GORIZIA – E’ un appuntamento d’eccezione quello che la Biblioteca statale Isontina si appresta a ospitare. Dall’1 all’8 giugno, infatti, dal lunedì al venerdì dalle 10.30 alle 18.30, il sabato fino alle 13.00, negli spazi della galleria d’arte Mario Di Iorio, potremo visitare la mostra fotografica di Fabrizio Borelli “Confine 1. Storia di luci e di ombre”, a cura di Maria Italia Zacheo. L’inaugurazione è fissata per sabato 1 giugno alle 18, la presentazione sarà curata da Franco Perazza, già direttore del dipartimento di salute mentale di Gorizia. Il catalogo sarà disponibile in galleria.
“L’iniziativa – commenta Borelli – suggerisce una profonda riflessione sui temi molto attuali della diversità e del confine, argomenti vicini e cari a una città – Gorizia – protagonista nei processi di innovazione”. “Confine è qualcosa che ti trovi davanti – spiega ancora – Tra senno e follia, tra individuo e comunità questa mostra narra la condizione della precarietà umana in una sequenza di immagini che restituiscono identità e dignità ai protagonisti, nelle rappresentazioni di un’insolita tournée, Uomini e recinti, un laboratorio-spettacolo dell’autunno del 1979. L’opera – un racconto fotografico – è omaggio alla vita. E’ insieme omaggio a Franco Basaglia, psichiatra promotore della legge nota con il suo nome, che con straordinario impegno lavorò alla riorganizzazione dell’assistenza psichiatrica ospedaliera e territoriale per un superamento della logica manicomiale. E’ ringraziamento a quanti sostennero un’operazione così rivoluzionaria. E’ invito a riflettere sull’attualità del tema della diversità, a quarant’anni dalla promulgazione della Legge n. 180 (13 maggio 1978), che riformò gli accertamenti e trattamenti sanitari volontari e obbligatori”.

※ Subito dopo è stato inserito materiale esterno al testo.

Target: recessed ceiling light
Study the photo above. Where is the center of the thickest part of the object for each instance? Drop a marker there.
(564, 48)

Il programma comprendeva più appuntamenti in diverse stazioni – Santa Maria della Pietà, Tevere, Galleria Nazionale d’Arte Moderna, Piazza S. Maria in Trastevere, Giardino Zoologico, Largo di Torre Argentina e omonimo Teatro, Mattatoio, quartiere di Primavalle – al fine di tracciare un “itinerario della riabilitazione”. I protagonisti della tournée si rappresentarono portando con sé, e quindi rendendoli manifesti al mondo, gli strumenti di coercizione che li avevano accompagnati nella vita da internati: il letto di contenzione, la camicia di forza, l’elettroshock. La mostra documenta l’entusiasmo e lo smarrimento di questo gruppo di donne e di uomini che attraversarono in più tappe una città indifferente o incredula e che, nel silenzio, rientrarono ogni volta, la sera, in manicomio. E’ proposta un’ampia selezione di fotografie (riprese: 35mm b/n analogico; stampe: Giclée Fine Art Print, 60×40 e 90×60, a cura dell’autore) dall’intero corpus di alcune centinaia di scatti.